Earlier this month, my principal mentor and advisor from my undergrad years in college passed away. He was a well-published poet, as well as an inspiring and challenging educator. Brilliant in words and deeds. I studied writing, literature, poetry, and drama (including analysis of cinema) in Professor Aldrich’s memorable classes. Among the written arts, poetry in particular allows for the assemblage of words without the added constraints of sentence structure. Of course it is a craft of its own, just as essay-writing is also a distinct art form. A poet’s choices of words and their arrangements are the cutting edges for the expression of the artistic message. For me, there is no master as compelling as Dylan Thomas, whom I’ve loved since childhood, and whose configurations of words defy the rigidities of any predictable meter. Thomas was known to say that the sound of a word is as vital as its meaning; and it shows in his work. His written lines are filled with imagery. During my decade as a professor of photography, I regularly read Dylan Thomas to my classes- right before we would critique visual works. I would say, “Dylan’s words are giving us images, now we’re going to look at the images you see on the walls and provide some words.” Doing this always, always, always broke the ice that would be oh-so-typical in college art critiquing. When he wrote:

See, on gravel paths under the harpstrung trees
He steps so near the water that a swan’s wing
Might play upon his lank locks with its wind...*


Dylan gave us a self-portrait, just as we photographers do when we set off the timers on our tripodded cameras for just long enough so that we can enter the picture. An opportunity of a lifetime became possible when I was invited to live in the Thomas’ home, in Wales, immerse in Dylan’s native colors, and write. Swansea and its region really did resemble the imagery I found in his words. The whole experience was profoundly meaningful in every way for me, encouraging my continuation of bonding images and words. No doubt, upon returning home to Maine, I visited with Aldrich and described some of these adventures while we were catching up. It was also a chance to express my gratitude for his encouragement. May I recommend that you cultivate your words; don’t say you have no words, because you do. It’s like when someone calls me and says, “Can I ask you a question?” In so doing, you’ve done so. Ask that question. Have those words.
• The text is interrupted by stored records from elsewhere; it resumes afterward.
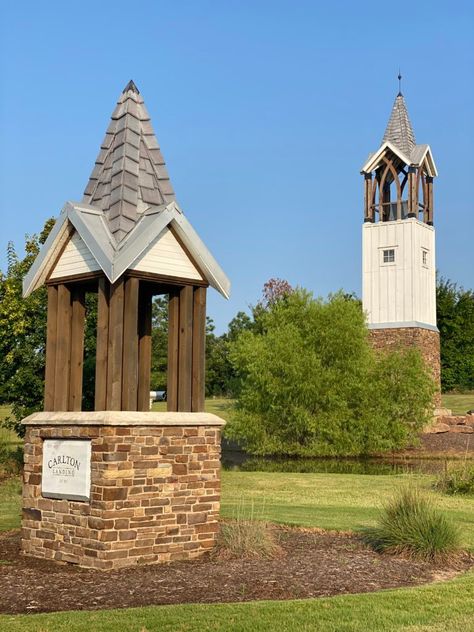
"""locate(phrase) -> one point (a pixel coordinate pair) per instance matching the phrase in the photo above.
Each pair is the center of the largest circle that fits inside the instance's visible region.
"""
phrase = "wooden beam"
(199, 349)
(166, 280)
(173, 350)
(130, 345)
(144, 346)
(115, 346)
(77, 347)
(51, 332)
(63, 349)
(185, 351)
(103, 292)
So shall he step till summer loosens its hold
On the canvas sky, and all hot colours melt
Into the browns of autumn and the sharp whites of winter,
And so complain,
In a vain voice,
to the stars.*


I had the supreme honor of calling this place home.
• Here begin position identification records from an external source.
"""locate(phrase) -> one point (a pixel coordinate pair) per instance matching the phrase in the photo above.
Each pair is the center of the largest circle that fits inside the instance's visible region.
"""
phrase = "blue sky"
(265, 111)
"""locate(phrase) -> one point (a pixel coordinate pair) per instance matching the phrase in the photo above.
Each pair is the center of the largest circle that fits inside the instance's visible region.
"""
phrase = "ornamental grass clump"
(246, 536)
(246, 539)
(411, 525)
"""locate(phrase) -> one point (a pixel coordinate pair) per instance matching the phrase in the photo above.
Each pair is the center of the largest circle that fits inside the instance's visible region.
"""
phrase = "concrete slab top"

__ * Poet: 1935, by Dylan Thomas

2 comments:

Richard P said...

Thank you for this post.

I recently took several months to read Heidegger's essay "Language" in German with a student. We thought a lot about the experience of waiting, in silence, for the right words to come.
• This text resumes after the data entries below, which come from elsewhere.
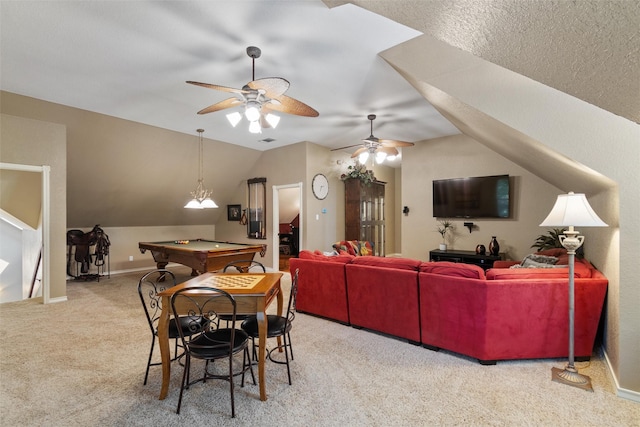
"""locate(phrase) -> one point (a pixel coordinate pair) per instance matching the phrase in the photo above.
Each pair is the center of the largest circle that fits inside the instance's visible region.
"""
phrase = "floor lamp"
(572, 210)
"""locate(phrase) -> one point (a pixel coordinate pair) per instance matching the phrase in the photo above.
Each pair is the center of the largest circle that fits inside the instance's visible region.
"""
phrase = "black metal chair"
(277, 326)
(149, 286)
(241, 267)
(212, 343)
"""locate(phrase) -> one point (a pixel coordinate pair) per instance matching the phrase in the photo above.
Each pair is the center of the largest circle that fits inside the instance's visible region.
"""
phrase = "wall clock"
(320, 186)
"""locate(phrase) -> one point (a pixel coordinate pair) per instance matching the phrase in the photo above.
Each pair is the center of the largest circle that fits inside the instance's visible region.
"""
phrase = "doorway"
(287, 212)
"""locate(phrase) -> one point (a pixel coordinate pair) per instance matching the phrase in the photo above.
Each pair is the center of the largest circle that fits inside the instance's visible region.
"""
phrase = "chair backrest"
(293, 295)
(193, 305)
(149, 286)
(244, 266)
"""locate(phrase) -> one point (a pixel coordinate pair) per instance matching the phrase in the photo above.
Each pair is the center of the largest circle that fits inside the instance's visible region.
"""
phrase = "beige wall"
(564, 141)
(33, 142)
(457, 157)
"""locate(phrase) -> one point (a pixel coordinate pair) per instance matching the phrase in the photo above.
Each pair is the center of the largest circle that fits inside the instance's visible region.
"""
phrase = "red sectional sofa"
(500, 314)
(383, 295)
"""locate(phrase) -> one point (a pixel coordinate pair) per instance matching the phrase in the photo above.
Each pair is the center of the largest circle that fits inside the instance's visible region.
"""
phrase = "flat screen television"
(476, 197)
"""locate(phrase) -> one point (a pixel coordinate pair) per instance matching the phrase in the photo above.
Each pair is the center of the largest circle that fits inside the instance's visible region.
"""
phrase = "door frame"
(275, 244)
A reader of the novella I recently posted on my blog commented (not unkindly) that it was "dark and wistful." That is a pretty accurate description of my predominant Covid mood.

Bill M said...

Great post.
I grew up learning to enjoy solitude whether sitting alone in the woods, along a stream, on a cliff atop a mountain, or sitting on the roof of our house. I spent hours on end alone working on electronics in our cellar and in college endless hours alone with only one other in the electronics labs and in the darkroom. In a way I've not minded the 'new' social norms brought about by Covid-19. I'm happy I'm no longer in the emergency medical service.